Together, the data output from OCI, HARP-2 and SPEXone will enable better quantification of phytoplankton and aerosol-particle effects upon marine biology, ocean chemistry and the home planet’s energy budget and ecological forecasting. PACE will permit scientists to better monitor fisheries, identify harmful algal “blooms” and observe changes over time in marine resources.
“The synergy across these three instruments will enable more advanced ocean-atmosphere science than is currently possible with anything existing or currently planned,” said Werdell. “The fact that PACE offers a combination of ocean and atmospheric science together represents a quantum leap forward in possibilities for better understanding our home planet and how it is changing.”
Contracts reportedly worth $80.4 million were signed between NASA and SpaceX in February 2020 to launch PACE aboard a Falcon 9 rocket. The launch date was originally baselined for December 2002, but has slipped to the right by more than a year.
All three scientific instruments were integrated aboard PACE in the fall of 2022, allowing GSFC engineers to commence a rigorous, multi-month campaign of thermal, vacuum and environmental testing to put the combined spacecraft through a battery of trials to ensure it was ready for the violent ascent to space and between three and ten years in the harsh environment of Earth orbit. Last September, the major Thermal Vacuum Test (TVAC) was completed and on 14 November PACE was delivered from GSC to the Astrotech Space Operations facility in Florida.

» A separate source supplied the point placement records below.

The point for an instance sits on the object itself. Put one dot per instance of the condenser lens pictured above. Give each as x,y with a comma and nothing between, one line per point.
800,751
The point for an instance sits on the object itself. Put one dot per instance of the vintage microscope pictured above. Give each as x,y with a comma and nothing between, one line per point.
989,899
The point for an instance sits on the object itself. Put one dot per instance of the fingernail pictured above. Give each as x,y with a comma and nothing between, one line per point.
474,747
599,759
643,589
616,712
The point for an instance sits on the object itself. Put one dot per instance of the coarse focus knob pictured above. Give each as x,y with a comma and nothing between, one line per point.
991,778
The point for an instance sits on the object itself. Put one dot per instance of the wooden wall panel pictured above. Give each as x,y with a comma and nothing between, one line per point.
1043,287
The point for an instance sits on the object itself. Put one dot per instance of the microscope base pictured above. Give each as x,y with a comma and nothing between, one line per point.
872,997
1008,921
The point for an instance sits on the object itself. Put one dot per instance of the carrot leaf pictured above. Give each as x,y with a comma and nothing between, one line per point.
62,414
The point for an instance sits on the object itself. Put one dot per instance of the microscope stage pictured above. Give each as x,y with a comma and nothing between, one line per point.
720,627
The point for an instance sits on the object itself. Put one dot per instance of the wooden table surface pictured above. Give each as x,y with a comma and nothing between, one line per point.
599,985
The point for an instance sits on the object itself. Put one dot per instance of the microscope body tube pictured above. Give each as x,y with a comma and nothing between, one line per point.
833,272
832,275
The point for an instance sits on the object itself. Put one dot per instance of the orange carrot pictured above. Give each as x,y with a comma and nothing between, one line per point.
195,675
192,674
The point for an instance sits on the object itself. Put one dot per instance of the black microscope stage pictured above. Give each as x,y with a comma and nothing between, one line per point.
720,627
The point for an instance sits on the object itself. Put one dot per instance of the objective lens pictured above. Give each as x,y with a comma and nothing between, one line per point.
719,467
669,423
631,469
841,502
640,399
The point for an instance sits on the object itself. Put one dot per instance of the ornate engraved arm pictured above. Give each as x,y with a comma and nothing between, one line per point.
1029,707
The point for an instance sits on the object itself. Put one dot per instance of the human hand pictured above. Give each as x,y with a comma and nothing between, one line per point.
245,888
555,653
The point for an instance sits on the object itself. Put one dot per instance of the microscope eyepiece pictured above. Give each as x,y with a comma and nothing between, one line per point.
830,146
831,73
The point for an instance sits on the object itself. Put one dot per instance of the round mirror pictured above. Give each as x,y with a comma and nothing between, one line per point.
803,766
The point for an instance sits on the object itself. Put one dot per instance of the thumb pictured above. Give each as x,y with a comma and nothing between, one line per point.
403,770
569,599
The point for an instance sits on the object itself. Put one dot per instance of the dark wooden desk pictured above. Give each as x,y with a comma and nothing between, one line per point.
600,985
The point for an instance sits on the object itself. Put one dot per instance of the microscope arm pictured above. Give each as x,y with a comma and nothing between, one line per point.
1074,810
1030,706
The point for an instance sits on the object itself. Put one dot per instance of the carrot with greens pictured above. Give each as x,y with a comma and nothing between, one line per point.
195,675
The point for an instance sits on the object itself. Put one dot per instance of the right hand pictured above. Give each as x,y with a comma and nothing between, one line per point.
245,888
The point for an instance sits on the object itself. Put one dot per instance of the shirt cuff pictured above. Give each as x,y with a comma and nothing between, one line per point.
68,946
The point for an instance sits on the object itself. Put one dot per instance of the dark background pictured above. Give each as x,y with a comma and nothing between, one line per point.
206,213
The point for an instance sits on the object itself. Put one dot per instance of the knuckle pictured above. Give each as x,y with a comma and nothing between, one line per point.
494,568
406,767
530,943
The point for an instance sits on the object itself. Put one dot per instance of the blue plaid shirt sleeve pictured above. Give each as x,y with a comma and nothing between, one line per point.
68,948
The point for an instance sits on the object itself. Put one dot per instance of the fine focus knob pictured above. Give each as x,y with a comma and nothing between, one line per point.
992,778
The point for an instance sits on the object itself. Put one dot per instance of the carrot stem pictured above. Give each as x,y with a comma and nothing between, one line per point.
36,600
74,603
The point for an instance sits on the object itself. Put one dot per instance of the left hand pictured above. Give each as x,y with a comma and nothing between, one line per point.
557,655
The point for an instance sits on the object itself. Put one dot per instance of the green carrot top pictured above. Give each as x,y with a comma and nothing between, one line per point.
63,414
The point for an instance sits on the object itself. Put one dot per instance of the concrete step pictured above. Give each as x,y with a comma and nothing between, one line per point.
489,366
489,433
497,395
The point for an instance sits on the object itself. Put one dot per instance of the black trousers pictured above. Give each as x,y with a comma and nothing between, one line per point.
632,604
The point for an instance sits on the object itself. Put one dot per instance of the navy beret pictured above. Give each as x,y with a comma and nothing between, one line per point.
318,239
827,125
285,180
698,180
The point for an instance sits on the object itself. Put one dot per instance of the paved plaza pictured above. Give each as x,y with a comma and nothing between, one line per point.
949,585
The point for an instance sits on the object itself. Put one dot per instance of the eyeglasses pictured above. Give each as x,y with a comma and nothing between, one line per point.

Weather conditions for tomorrow morning’s launch are somewhat iffy, with only a 40-percent probability of being acceptable and improving only as high as 60-percent-favorable for the backup opportunity on Wednesday. “Lingering showers and storms from the weekend will continue across the area today and into the overnight hours with accompanying winds expected to increase,” NASA noted on Monday.